Taurex3 uses the HDF5 format to store its state and results. We can accomplish this by using the -o output argument:

taurex -i quickstart.par -o myfile.hdf5

We can use this output to plot profiles spectra and even the optical depth! Try:

taurex-plot -i myfile.h5 -o fm_plots/ --all

To plot everything:

../../_images/fm_plots-0.png

Chemistry
../../_images/fm_plots-1.png

Spectrum
../../_images/fm_plots-2.png

Contributions
../../_images/fm_plots-3.png

Optical depth

HDF5 has many viewers such as HDFView or HDFCompass and APIs such as Cpp, FORTRAN and Python. Pick your poison.

Retrieval

So we’re close to the observation but not quite there and I suspect its the temperature profile. We should try running a retrieval. We will use nestle as our optimizer of choice but other brands are available. This has already be setup under the [Optimizer] section of the input file so we will not worry about it now. We now need to inform the optimizer what parameters we need to fit. The [Fitting] section should list all of the parameters in our model that we want (or dont want) to fit and how to go about fitting it. By default the planet_radius parameter is fit when no section is provided, we should start by creating our [Fitting] section and disabling the planet_radius fit:

[Fitting]
planet_radius:fit = False

the syntax is pretty simple, its essentially parameter_name:option with option being either fit, bounds and mode. fit is simply tells the optimizer whether to fit the parameter, bounds describes the parameter space to optimize in and mode instructs the optimizer to fit in either linear or log space. The parameter we are interested in is isothermal temperature which is represented as T, and we will fit it within 1200 K and 1400 K:

[Fitting]
planet_radius:fit = False
T:fit = True
T:bounds = 1200.0,1400.0

We don’t need to include mode as by default T fits in linear space. Some parameters such as abundances fit in log space by default.

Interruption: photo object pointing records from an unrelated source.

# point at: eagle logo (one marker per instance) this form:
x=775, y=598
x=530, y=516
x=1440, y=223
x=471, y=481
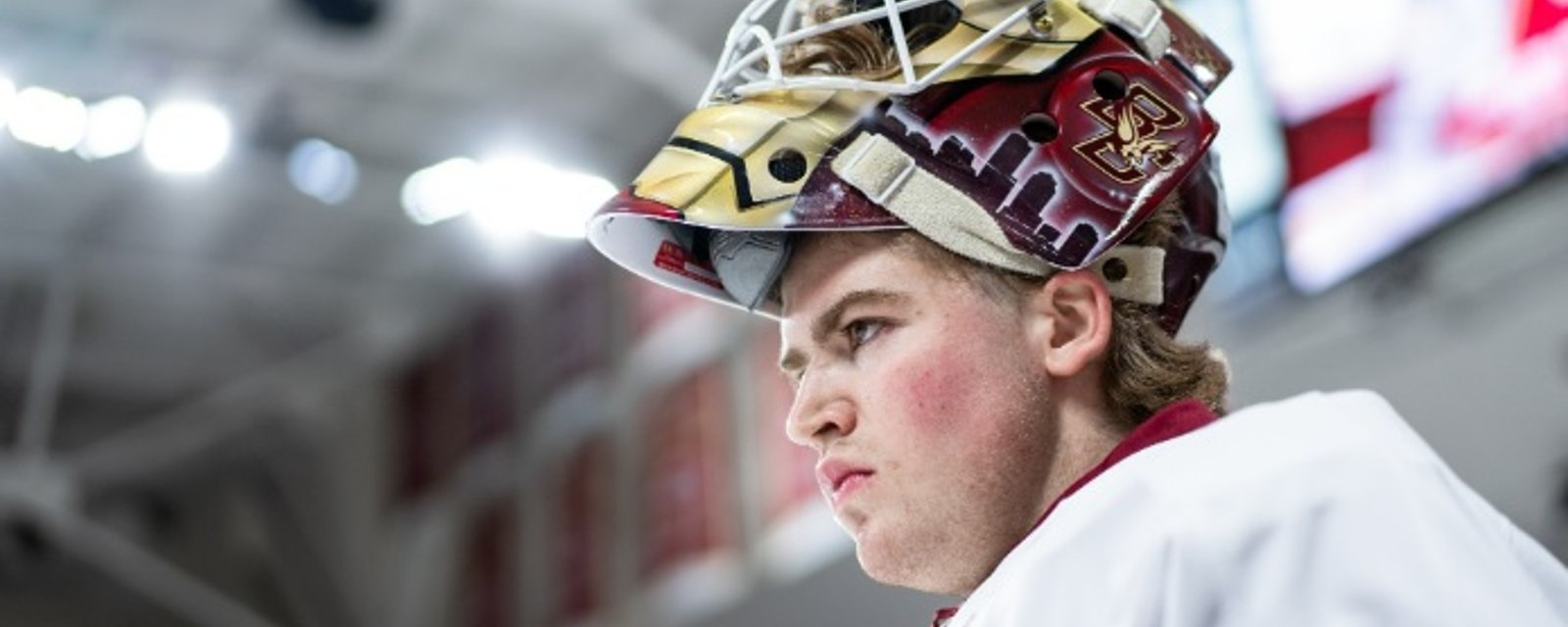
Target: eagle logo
x=1131, y=146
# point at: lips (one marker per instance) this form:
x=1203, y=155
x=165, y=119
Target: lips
x=839, y=478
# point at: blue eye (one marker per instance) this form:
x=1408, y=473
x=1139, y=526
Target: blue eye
x=861, y=331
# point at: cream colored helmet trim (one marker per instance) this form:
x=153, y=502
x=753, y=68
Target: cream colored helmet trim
x=930, y=206
x=1141, y=274
x=993, y=39
x=1142, y=20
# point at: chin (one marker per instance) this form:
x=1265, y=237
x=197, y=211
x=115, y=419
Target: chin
x=909, y=569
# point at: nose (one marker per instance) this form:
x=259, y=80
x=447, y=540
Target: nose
x=820, y=414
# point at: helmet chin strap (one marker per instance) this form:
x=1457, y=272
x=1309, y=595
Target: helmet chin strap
x=749, y=263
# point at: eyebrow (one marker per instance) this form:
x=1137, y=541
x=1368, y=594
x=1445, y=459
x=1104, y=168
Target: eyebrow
x=794, y=361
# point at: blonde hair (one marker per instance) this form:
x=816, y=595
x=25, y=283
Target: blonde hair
x=1145, y=367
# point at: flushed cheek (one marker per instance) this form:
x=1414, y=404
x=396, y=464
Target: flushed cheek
x=933, y=396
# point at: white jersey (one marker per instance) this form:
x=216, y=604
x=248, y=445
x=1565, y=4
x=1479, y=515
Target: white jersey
x=1321, y=509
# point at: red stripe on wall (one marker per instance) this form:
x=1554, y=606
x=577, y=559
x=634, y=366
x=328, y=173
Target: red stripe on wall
x=1317, y=145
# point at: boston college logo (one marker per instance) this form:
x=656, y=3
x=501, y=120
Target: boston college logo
x=1131, y=146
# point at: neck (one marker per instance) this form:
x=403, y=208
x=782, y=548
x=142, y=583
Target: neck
x=1087, y=435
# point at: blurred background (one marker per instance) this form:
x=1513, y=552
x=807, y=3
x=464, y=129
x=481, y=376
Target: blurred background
x=297, y=326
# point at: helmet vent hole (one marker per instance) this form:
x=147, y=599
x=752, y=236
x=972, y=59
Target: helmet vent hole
x=788, y=165
x=1040, y=127
x=1110, y=85
x=1115, y=270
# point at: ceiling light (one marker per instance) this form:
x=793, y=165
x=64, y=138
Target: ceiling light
x=443, y=192
x=323, y=171
x=187, y=138
x=47, y=120
x=115, y=127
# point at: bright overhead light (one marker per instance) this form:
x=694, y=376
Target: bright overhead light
x=323, y=171
x=115, y=127
x=564, y=208
x=443, y=192
x=47, y=118
x=529, y=196
x=507, y=196
x=187, y=138
x=507, y=180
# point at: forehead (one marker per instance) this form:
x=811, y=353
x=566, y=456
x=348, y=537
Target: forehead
x=869, y=259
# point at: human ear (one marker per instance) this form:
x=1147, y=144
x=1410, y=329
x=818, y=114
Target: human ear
x=1073, y=321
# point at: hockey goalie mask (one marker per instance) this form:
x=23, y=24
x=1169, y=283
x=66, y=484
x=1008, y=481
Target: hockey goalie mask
x=1027, y=135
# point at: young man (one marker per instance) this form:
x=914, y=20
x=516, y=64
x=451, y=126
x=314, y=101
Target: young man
x=980, y=226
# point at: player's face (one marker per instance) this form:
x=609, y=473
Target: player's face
x=929, y=410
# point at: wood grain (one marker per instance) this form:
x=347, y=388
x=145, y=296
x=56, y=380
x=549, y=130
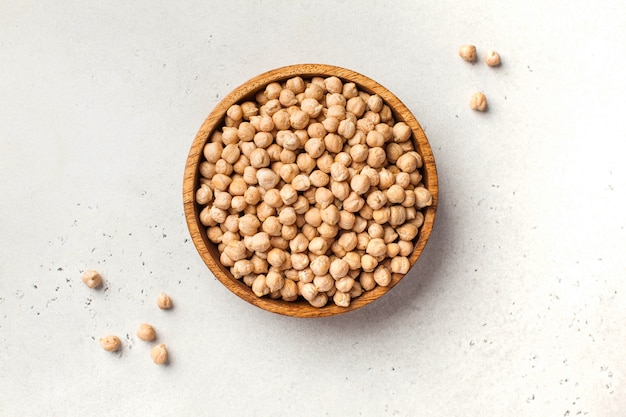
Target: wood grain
x=208, y=251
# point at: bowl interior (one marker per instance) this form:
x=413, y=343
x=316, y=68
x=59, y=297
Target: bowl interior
x=208, y=250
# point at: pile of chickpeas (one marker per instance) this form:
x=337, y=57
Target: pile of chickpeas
x=312, y=190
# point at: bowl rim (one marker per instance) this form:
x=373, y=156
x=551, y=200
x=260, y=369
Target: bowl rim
x=214, y=120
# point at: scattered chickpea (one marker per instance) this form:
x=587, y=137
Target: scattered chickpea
x=492, y=58
x=159, y=354
x=91, y=278
x=478, y=102
x=468, y=53
x=164, y=302
x=110, y=343
x=146, y=332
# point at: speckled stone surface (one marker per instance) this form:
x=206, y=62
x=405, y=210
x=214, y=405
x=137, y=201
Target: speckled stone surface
x=517, y=306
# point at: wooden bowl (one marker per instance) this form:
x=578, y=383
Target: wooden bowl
x=208, y=250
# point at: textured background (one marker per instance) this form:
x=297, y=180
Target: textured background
x=517, y=306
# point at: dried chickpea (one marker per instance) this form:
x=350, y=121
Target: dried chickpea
x=468, y=53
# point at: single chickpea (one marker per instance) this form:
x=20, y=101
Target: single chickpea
x=288, y=194
x=348, y=241
x=259, y=158
x=318, y=246
x=368, y=263
x=301, y=182
x=478, y=102
x=353, y=203
x=400, y=265
x=423, y=197
x=272, y=226
x=401, y=132
x=376, y=247
x=468, y=53
x=407, y=163
x=324, y=197
x=305, y=163
x=376, y=157
x=328, y=231
x=330, y=215
x=263, y=139
x=324, y=283
x=363, y=239
x=220, y=182
x=267, y=178
x=212, y=151
x=407, y=232
x=338, y=268
x=207, y=169
x=395, y=194
x=492, y=58
x=259, y=286
x=382, y=276
x=376, y=231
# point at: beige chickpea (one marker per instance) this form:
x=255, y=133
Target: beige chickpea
x=276, y=257
x=206, y=218
x=330, y=215
x=395, y=194
x=301, y=205
x=423, y=197
x=492, y=58
x=468, y=53
x=376, y=247
x=319, y=178
x=259, y=158
x=376, y=231
x=363, y=239
x=376, y=157
x=305, y=163
x=338, y=268
x=300, y=182
x=259, y=286
x=401, y=132
x=340, y=189
x=272, y=226
x=223, y=167
x=478, y=101
x=407, y=163
x=400, y=265
x=407, y=232
x=360, y=184
x=246, y=132
x=324, y=197
x=212, y=151
x=263, y=139
x=331, y=124
x=346, y=220
x=356, y=106
x=368, y=263
x=267, y=178
x=376, y=199
x=328, y=231
x=316, y=130
x=375, y=139
x=207, y=169
x=313, y=217
x=323, y=283
x=287, y=216
x=204, y=195
x=397, y=215
x=406, y=247
x=318, y=246
x=382, y=276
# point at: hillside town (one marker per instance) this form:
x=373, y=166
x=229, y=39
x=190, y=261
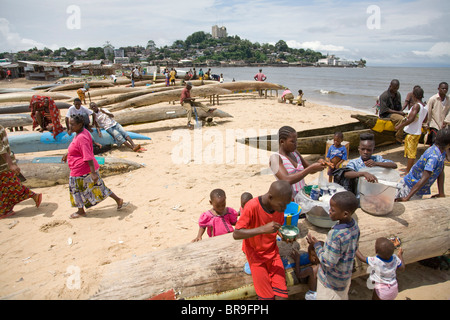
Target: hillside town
x=215, y=49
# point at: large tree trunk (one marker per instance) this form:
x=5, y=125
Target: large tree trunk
x=213, y=266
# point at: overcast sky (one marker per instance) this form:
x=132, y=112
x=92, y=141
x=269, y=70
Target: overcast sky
x=385, y=33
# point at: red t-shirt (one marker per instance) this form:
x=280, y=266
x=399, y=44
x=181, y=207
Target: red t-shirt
x=80, y=151
x=184, y=94
x=262, y=247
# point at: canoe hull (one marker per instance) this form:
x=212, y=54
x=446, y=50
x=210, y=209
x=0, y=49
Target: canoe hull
x=36, y=142
x=50, y=171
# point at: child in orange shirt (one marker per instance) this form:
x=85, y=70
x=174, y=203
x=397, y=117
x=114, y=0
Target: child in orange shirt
x=258, y=226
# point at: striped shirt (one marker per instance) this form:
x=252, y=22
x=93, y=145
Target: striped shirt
x=296, y=187
x=337, y=255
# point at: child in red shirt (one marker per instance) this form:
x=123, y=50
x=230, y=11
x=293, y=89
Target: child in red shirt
x=258, y=226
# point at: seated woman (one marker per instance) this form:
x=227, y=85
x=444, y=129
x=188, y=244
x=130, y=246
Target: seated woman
x=427, y=170
x=288, y=164
x=45, y=113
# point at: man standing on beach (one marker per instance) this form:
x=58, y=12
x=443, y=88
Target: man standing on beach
x=188, y=103
x=260, y=76
x=438, y=109
x=391, y=107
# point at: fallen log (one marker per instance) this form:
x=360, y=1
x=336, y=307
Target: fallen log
x=26, y=96
x=153, y=114
x=133, y=94
x=214, y=266
x=21, y=108
x=166, y=96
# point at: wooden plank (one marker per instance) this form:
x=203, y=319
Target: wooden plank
x=216, y=264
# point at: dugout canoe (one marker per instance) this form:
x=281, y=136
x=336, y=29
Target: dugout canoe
x=35, y=142
x=214, y=267
x=78, y=85
x=46, y=86
x=21, y=108
x=153, y=114
x=166, y=96
x=50, y=171
x=240, y=86
x=13, y=90
x=313, y=141
x=132, y=94
x=15, y=120
x=26, y=96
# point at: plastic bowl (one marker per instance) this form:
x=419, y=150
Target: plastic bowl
x=289, y=232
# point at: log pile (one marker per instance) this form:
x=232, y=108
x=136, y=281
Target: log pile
x=214, y=267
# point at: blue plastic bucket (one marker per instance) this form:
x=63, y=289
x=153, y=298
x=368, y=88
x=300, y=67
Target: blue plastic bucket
x=291, y=214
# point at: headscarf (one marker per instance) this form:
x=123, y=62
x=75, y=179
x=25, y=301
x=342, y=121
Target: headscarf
x=54, y=113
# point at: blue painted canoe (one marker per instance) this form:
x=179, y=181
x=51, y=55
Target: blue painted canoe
x=35, y=142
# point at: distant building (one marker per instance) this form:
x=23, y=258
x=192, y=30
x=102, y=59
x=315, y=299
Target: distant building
x=119, y=53
x=218, y=33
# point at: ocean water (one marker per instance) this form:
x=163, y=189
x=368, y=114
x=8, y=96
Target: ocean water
x=349, y=88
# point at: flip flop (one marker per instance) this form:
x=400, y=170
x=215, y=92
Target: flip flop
x=123, y=205
x=9, y=214
x=38, y=203
x=76, y=215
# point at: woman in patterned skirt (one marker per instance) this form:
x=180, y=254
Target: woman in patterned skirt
x=85, y=184
x=12, y=191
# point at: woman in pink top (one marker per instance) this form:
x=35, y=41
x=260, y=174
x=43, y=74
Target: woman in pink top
x=288, y=164
x=85, y=185
x=219, y=220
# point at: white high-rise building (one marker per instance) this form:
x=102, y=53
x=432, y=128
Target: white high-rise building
x=218, y=33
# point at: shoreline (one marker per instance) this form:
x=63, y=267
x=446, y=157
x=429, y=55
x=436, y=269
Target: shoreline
x=166, y=201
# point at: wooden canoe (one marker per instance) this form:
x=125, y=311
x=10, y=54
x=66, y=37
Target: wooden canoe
x=50, y=171
x=314, y=141
x=13, y=90
x=213, y=266
x=166, y=96
x=21, y=108
x=35, y=142
x=15, y=120
x=78, y=85
x=239, y=86
x=26, y=96
x=153, y=114
x=132, y=94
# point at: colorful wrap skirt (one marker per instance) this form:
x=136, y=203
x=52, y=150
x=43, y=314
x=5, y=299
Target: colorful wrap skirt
x=12, y=191
x=85, y=193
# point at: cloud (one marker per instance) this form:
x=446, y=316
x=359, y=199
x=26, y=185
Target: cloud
x=316, y=46
x=12, y=41
x=440, y=49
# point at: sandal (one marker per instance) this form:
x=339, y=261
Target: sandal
x=76, y=215
x=123, y=205
x=39, y=200
x=9, y=214
x=137, y=148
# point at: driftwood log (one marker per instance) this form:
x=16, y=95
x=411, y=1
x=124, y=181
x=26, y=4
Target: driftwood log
x=166, y=96
x=213, y=266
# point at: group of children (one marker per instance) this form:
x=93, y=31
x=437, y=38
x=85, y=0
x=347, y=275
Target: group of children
x=329, y=276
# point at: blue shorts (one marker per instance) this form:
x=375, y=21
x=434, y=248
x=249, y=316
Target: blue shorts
x=118, y=133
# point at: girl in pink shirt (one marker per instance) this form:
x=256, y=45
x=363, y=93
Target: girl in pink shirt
x=85, y=185
x=219, y=220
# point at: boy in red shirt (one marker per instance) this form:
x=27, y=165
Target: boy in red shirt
x=258, y=226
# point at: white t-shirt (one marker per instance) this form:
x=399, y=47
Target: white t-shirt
x=415, y=127
x=384, y=271
x=73, y=111
x=103, y=120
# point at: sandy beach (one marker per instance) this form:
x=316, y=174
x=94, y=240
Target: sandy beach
x=40, y=247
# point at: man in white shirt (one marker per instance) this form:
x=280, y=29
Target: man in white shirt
x=438, y=109
x=104, y=119
x=77, y=108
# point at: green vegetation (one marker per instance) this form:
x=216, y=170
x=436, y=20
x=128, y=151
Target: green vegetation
x=198, y=47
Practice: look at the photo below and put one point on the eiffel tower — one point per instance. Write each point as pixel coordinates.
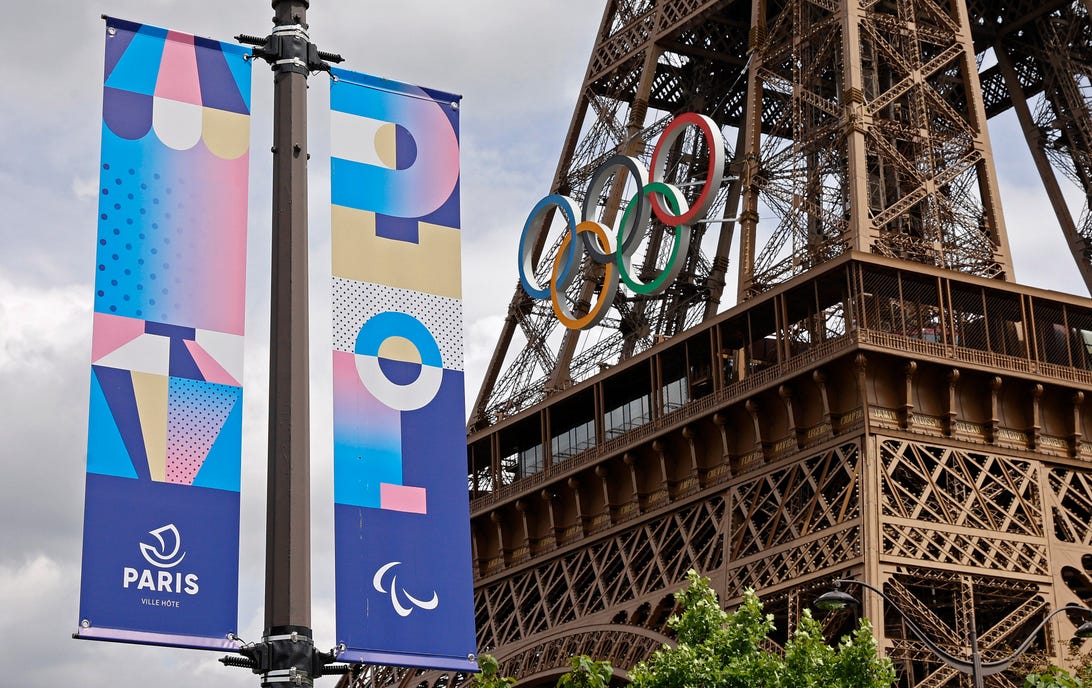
(881, 401)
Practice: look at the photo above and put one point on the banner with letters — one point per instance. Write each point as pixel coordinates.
(404, 583)
(161, 543)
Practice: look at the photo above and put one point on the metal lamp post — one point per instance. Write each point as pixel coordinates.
(975, 666)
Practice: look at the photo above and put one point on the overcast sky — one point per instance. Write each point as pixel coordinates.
(518, 64)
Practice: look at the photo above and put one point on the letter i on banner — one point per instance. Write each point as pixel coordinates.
(161, 542)
(401, 509)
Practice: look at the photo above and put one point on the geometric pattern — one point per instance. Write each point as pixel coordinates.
(169, 392)
(167, 341)
(355, 303)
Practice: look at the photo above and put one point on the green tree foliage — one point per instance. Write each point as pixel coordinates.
(586, 673)
(490, 674)
(721, 650)
(1056, 677)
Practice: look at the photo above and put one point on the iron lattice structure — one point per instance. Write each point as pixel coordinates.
(854, 127)
(882, 402)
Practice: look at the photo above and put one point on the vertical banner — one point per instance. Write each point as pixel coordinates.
(401, 510)
(161, 543)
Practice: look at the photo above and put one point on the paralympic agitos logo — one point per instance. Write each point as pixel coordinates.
(614, 247)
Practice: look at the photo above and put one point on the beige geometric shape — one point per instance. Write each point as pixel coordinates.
(431, 265)
(386, 146)
(399, 348)
(226, 134)
(151, 392)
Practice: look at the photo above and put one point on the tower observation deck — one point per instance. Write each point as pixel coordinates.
(881, 402)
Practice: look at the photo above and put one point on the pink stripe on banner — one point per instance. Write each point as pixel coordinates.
(402, 498)
(111, 332)
(178, 70)
(212, 370)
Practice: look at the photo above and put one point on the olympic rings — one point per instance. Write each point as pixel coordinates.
(612, 247)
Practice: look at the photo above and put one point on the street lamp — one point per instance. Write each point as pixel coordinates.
(837, 598)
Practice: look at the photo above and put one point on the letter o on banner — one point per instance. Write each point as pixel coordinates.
(379, 329)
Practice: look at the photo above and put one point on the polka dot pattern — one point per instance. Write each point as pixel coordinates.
(140, 250)
(354, 303)
(196, 416)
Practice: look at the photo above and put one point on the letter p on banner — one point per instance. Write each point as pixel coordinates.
(401, 507)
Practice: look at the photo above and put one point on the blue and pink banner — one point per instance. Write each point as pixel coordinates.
(161, 545)
(401, 512)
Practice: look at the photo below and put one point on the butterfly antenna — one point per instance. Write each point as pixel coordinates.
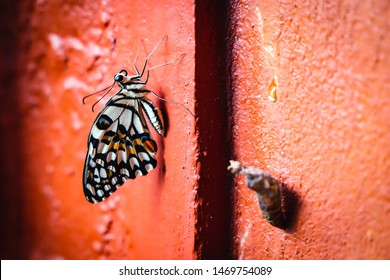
(174, 102)
(169, 62)
(104, 95)
(151, 53)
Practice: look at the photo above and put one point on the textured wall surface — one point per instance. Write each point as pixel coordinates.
(61, 60)
(326, 138)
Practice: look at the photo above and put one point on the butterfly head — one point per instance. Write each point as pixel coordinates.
(124, 80)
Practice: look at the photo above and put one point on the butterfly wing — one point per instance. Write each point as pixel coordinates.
(120, 147)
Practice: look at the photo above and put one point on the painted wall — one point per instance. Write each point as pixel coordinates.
(326, 138)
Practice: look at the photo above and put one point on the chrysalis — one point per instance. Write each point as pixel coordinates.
(267, 191)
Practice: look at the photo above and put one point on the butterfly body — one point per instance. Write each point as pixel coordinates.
(120, 145)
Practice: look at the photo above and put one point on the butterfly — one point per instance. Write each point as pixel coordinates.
(120, 145)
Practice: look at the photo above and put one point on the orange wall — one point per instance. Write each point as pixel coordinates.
(326, 138)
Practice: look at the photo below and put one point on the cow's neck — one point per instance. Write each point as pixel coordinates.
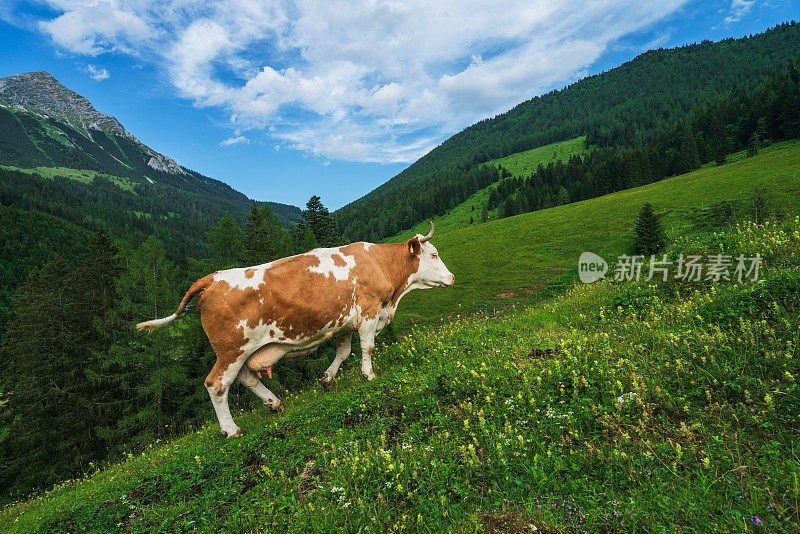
(399, 267)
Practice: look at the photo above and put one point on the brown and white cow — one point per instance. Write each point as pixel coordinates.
(255, 316)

Running taurex like before will just plot our forward model. To run the retrieval we simply add the --retrieval keyword like so:

taurex -i quickstart.par --plot -o myfile_retrieval.hdf5 --retrieval

We should now see something like this pop up:

taurex.Nestle - INFO - -------------------------------------
taurex.Nestle - INFO - ------Retrieval Parameters-----------
taurex.Nestle - INFO - -------------------------------------
taurex.Nestle - INFO -
taurex.Nestle - INFO - Dimensionality of fit: 1
taurex.Nestle - INFO -
taurex.Nestle - INFO -
Param      Value    Bound-min    Bound-max
-------  -------  -----------  -----------
T        1265.98         1200         1400


taurex.Nestle - INFO -
it=   393 logz=1872.153686niter: 394

It should only take a few minutes to run. Once done we should get an output like this:

---Solution 0------
taurex.Nestle - INFO -
Param        MAP    Median
-------  -------  --------
T        1375.97   1371.71

So the temperature should have been around 1370 K, huh, and lets see how it looks. Lets plot the output:

taurex-plot -i myfile_retrieval.hdf5 -o retrieval_plots/ --all

Our final spectrum looks like:

../../_images/retrieval_plots-2.png

Final result

We can then see the posteriors:

../../_images/retrieval_plots-1.png

Posteriors

Thats the basics of playing around with TauREx 3. You can try modifying the quickstart to do other things! Take a look at Input File Format to see a list of parameters you can change!